A day where Google reminded everyone they still set the pace—and Alibaba and Cohere quietly showed how the race is changing.
Gemini 3.5 Flash: The Cost-Efficiency Play Everyone Will Copy
Google didn’t just drop a faster model at I/O. They dropped a cheaper one—and framed it as the future of enterprise AI. Gemini 3.5 Flash isn’t about raw performance; it’s about output tokens per second per dollar, a metric that matters more in boardrooms than benchmark tables.
The numbers:
- 4x faster than other frontier models in throughput.
- <50% cost of comparable models (per Google’s own claims—grain of salt, but directionally true).
- 76.2% on Terminal-Bench 2.1, which means it’s not just fast, it’s usefully fast for coding agents.
The move here is obvious: Google’s betting that the next phase of the AI race isn’t about who has the "smartest" model, but who can deploy it at scale without bankrupting customers. Flash isn’t a science experiment; it’s a product strategy. And the fact that it’s already beating Gemini 3.1 Pro on most benchmarks? That’s just table stakes.
The question they’re not asking: If speed and cost are the new frontier, why are we still obsessing over MMLU scores like they’re the only thing that matters?
Alibaba’s Qwen3.7-Max: The "35-Hour Agent" No One Saw Coming
While Google played the efficiency card, Alibaba went long—literally. Qwen3.7-Max isn’t just another incremental upgrade. It’s a model built for persistent, autonomous operation, claiming to run agentic tasks for up to 35 hours without performance degradation.
The benchmarks:
- 13th globally on LM Arena’s text leaderboard (preview version).
- 16th for vision—not groundbreaking, but competitive.
- Top-tier in China, which is the point. Alibaba isn’t playing for global dominance yet; they’re consolidating the domestic market first.
The real story? The Zhenwu M890 chip—144GB of GPU memory, 3x the power of its predecessor, and a clear signal that Alibaba’s building its own stack, chips to cloud. This isn’t just a model release; it’s vertical integration. China’s "AI factory" just got its assembly line.
For the record: If Qwen3.7-Max can actually sustain agentic workflows for 35 hours without hallucinating itself into a corner, that’s a bigger deal than another 2% bump on MMLU. Long-horizon tasks are where models fail in the real world. Someone’s finally testing for it.

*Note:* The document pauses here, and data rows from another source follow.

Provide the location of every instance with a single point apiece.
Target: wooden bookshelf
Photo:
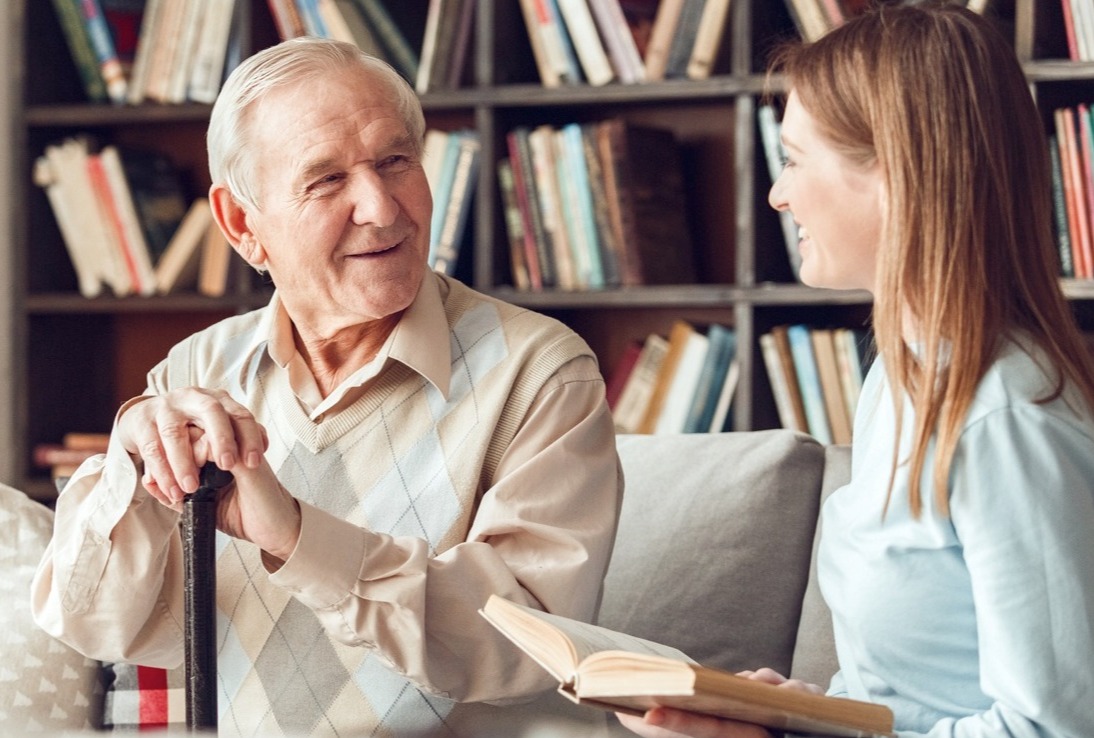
(72, 360)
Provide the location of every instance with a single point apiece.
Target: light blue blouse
(981, 623)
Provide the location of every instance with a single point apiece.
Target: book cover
(661, 38)
(642, 166)
(102, 43)
(831, 386)
(618, 41)
(458, 207)
(617, 378)
(638, 390)
(535, 234)
(809, 383)
(685, 381)
(177, 268)
(684, 37)
(617, 671)
(721, 352)
(549, 168)
(79, 45)
(708, 41)
(586, 42)
(514, 227)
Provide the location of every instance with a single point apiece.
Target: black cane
(199, 564)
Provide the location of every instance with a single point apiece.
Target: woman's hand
(668, 723)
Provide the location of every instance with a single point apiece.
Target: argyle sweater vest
(402, 459)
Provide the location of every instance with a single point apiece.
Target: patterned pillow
(142, 698)
(44, 684)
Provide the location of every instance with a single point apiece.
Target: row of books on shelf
(1079, 28)
(130, 229)
(595, 205)
(816, 377)
(62, 458)
(596, 42)
(683, 383)
(160, 50)
(1071, 150)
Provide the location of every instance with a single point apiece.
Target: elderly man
(402, 445)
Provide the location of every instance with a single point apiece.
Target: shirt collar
(420, 339)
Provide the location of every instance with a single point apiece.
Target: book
(617, 378)
(126, 220)
(679, 337)
(177, 268)
(586, 42)
(210, 54)
(618, 41)
(216, 262)
(661, 38)
(708, 41)
(400, 51)
(638, 389)
(617, 671)
(514, 227)
(643, 178)
(79, 45)
(684, 36)
(831, 386)
(709, 386)
(102, 44)
(458, 205)
(809, 383)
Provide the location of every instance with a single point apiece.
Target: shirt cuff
(326, 564)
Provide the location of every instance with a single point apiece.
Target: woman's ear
(232, 219)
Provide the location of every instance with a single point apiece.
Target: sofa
(713, 555)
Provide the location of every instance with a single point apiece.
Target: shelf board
(70, 303)
(683, 295)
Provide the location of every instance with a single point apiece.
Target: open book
(620, 672)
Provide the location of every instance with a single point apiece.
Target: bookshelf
(71, 360)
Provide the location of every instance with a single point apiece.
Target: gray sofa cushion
(714, 543)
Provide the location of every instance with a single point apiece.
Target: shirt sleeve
(539, 537)
(1023, 506)
(109, 583)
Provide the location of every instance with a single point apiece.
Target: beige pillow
(45, 686)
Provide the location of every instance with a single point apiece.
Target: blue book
(809, 382)
(721, 351)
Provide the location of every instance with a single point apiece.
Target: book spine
(586, 42)
(618, 41)
(109, 65)
(403, 55)
(83, 55)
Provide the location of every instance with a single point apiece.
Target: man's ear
(232, 219)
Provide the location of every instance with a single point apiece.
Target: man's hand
(666, 723)
(176, 433)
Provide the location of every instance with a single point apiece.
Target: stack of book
(451, 160)
(681, 384)
(596, 42)
(63, 458)
(161, 50)
(1071, 149)
(595, 205)
(124, 218)
(371, 25)
(816, 378)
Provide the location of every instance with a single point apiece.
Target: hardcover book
(616, 671)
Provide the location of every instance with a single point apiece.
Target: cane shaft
(199, 563)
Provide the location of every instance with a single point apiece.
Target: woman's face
(837, 203)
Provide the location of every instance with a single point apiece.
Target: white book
(678, 399)
(586, 42)
(207, 72)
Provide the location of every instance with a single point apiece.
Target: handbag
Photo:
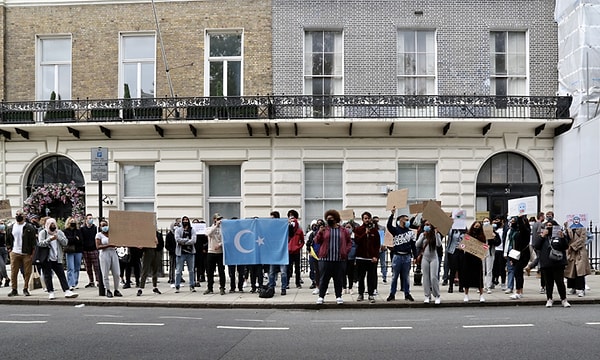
(514, 254)
(40, 255)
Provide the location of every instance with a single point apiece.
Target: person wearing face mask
(109, 260)
(90, 253)
(21, 238)
(335, 245)
(3, 255)
(471, 272)
(428, 241)
(54, 239)
(403, 250)
(74, 252)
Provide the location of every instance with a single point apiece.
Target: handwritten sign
(474, 246)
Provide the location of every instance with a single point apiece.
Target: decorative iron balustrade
(285, 107)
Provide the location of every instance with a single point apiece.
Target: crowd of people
(345, 253)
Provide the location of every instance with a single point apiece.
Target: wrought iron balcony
(285, 107)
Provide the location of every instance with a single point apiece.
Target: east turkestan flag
(255, 241)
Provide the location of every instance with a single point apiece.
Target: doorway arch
(47, 173)
(505, 176)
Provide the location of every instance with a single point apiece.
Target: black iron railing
(285, 107)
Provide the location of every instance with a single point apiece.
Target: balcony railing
(285, 107)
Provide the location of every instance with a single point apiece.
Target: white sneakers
(70, 295)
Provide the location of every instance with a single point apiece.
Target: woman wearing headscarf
(54, 239)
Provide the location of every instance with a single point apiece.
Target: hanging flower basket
(41, 198)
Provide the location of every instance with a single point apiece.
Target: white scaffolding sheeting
(579, 55)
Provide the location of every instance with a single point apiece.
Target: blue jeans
(401, 267)
(273, 276)
(189, 259)
(510, 274)
(73, 266)
(383, 262)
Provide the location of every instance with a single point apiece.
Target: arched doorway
(502, 177)
(54, 186)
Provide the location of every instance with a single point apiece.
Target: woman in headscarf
(54, 239)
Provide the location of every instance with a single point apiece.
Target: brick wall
(370, 27)
(95, 34)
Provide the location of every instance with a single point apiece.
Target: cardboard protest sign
(437, 217)
(347, 214)
(5, 210)
(523, 206)
(132, 228)
(474, 246)
(397, 199)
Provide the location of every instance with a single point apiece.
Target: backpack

Cohere’s Command A+: The Open-Source MoE That Runs on Two GPUs
Cohere didn’t just open-source a model. They open-sourced a 218B-parameter MoE that fits on two H100s—and somehow made it faster than its predecessor.
The specs:
- 25B active parameters per generation step (the MoE magic).

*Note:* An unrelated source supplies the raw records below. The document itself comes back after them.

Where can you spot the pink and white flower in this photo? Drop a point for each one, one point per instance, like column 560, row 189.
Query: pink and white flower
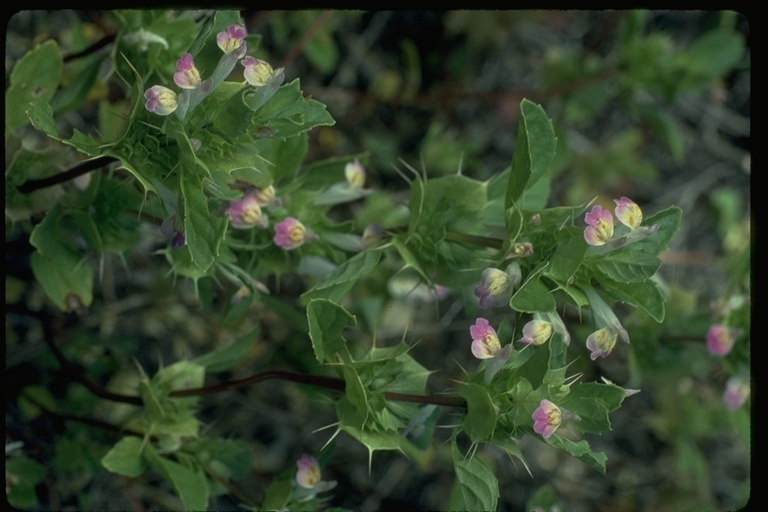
column 161, row 100
column 485, row 341
column 291, row 233
column 187, row 75
column 600, row 226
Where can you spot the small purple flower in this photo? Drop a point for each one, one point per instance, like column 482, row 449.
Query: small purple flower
column 536, row 332
column 355, row 174
column 290, row 234
column 736, row 392
column 720, row 339
column 485, row 341
column 546, row 418
column 308, row 474
column 232, row 41
column 161, row 100
column 169, row 228
column 246, row 212
column 267, row 197
column 187, row 76
column 628, row 212
column 520, row 250
column 257, row 72
column 372, row 234
column 600, row 226
column 601, row 342
column 496, row 286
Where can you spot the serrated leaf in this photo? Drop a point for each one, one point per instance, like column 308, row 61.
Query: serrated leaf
column 627, row 265
column 581, row 450
column 22, row 475
column 327, row 320
column 33, row 79
column 67, row 281
column 479, row 486
column 480, row 420
column 74, row 93
column 568, row 256
column 41, row 116
column 348, row 272
column 230, row 355
column 288, row 113
column 125, row 457
column 669, row 223
column 533, row 296
column 203, row 232
column 229, row 458
column 644, row 295
column 534, row 150
column 190, row 485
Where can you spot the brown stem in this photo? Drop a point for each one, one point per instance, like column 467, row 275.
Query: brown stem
column 74, row 172
column 98, row 45
column 331, row 383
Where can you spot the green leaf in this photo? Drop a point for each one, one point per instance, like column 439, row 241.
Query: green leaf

- W4A4 quantization with 375 tokens/sec and 113ms TTFT—that’s 63% faster output than Command A Reasoning.
- Apache 2.0 license, meaning enterprises can actually use this without legal gymnastics.
Why this matters: Cohere just handed sovereign AI shops—a government, a bank, a defense contractor—a way to run a near-frontier model without touching closed-source APIs. That’s not just a benchmark win. That’s a geopolitical play.

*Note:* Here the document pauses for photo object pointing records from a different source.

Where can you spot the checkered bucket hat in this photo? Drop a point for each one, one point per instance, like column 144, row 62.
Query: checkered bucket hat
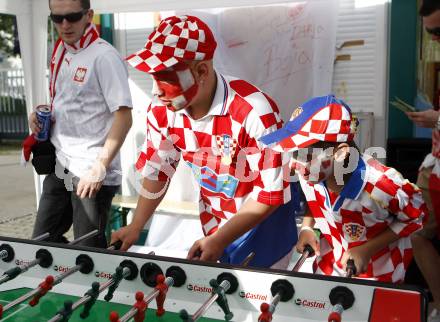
column 176, row 38
column 323, row 118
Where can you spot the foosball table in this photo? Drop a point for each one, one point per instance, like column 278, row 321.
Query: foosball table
column 42, row 281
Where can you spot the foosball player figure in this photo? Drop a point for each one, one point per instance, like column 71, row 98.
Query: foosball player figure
column 221, row 300
column 141, row 307
column 163, row 289
column 45, row 287
column 183, row 314
column 266, row 315
column 93, row 293
column 66, row 312
column 114, row 316
column 117, row 278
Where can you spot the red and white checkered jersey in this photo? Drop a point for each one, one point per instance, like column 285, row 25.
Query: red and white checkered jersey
column 222, row 150
column 374, row 198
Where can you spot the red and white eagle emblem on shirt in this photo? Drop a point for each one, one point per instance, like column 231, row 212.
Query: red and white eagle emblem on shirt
column 80, row 74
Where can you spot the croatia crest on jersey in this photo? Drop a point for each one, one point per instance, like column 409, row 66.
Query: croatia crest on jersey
column 354, row 232
column 217, row 183
column 80, row 74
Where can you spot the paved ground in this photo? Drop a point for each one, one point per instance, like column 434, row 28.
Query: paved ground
column 17, row 196
column 18, row 205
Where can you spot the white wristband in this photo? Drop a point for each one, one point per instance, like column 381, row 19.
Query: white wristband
column 307, row 228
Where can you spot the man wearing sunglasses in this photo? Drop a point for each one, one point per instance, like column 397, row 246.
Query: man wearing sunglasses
column 91, row 108
column 425, row 254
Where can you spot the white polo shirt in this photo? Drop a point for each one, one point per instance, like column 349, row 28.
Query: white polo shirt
column 91, row 85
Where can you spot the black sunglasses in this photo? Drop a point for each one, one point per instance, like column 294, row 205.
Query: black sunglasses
column 434, row 31
column 70, row 17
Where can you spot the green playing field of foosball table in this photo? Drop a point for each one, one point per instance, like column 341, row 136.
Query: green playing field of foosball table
column 53, row 302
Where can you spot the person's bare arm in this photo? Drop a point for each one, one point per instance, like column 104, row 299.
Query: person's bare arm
column 149, row 198
column 90, row 183
column 361, row 255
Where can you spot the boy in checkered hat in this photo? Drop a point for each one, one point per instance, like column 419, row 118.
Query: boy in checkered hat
column 364, row 210
column 212, row 123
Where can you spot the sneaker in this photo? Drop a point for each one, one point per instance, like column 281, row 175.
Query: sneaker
column 434, row 316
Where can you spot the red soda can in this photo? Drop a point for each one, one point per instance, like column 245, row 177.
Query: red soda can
column 43, row 113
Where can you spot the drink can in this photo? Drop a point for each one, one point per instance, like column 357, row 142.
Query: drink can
column 43, row 116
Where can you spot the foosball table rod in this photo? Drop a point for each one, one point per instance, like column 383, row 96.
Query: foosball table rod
column 102, row 287
column 83, row 263
column 282, row 290
column 7, row 252
column 14, row 272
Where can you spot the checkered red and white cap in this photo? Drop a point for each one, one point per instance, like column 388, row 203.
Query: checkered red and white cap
column 323, row 118
column 176, row 38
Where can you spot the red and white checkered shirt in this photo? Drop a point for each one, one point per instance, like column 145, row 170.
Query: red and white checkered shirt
column 222, row 150
column 375, row 197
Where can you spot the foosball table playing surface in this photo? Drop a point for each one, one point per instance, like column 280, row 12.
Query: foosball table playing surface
column 42, row 281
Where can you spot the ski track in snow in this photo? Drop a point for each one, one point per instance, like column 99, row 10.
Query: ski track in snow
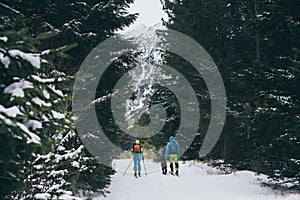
column 197, row 181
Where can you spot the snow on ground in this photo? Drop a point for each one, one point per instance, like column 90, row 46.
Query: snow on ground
column 196, row 181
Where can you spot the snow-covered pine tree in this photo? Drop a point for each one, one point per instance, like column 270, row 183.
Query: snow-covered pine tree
column 32, row 106
column 41, row 156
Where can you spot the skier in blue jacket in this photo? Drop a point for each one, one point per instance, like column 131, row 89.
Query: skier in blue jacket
column 137, row 156
column 173, row 153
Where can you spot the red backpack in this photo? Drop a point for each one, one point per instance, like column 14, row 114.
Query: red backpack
column 137, row 148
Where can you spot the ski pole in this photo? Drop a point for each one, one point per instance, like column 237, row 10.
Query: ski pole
column 145, row 167
column 127, row 167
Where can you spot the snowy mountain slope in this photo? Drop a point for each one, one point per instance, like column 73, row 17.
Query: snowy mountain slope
column 196, row 181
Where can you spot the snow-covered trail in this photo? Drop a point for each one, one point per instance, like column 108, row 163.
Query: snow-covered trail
column 196, row 181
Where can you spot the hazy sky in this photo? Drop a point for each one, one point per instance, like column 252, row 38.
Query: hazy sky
column 150, row 12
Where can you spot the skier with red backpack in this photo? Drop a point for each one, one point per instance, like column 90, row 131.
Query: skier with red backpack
column 137, row 156
column 173, row 153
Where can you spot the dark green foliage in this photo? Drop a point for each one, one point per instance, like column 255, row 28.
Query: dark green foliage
column 86, row 23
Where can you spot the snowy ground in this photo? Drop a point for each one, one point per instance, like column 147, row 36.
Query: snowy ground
column 196, row 181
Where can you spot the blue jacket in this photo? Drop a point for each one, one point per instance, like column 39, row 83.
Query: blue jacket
column 172, row 147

The numbers say one thing. Note what they don’t say: Cohere didn’t lead with traditional leaderboard scores. They led with deployment metrics. That’s the trend. The race isn’t just about who’s "smarter" anymore. It’s about who’s usable.
The Record
Google set the tempo. Alibaba played the long game. Cohere changed the rules. Yesterday wasn’t about who won the benchmarks. It was about who decided which benchmarks matter.
Adding this to the leaderboard: The cost-per-token war is officially on. The agent endurance test just started. And open-source MoE just got its first real enterprise contender.
Filed under: the day the goalposts moved.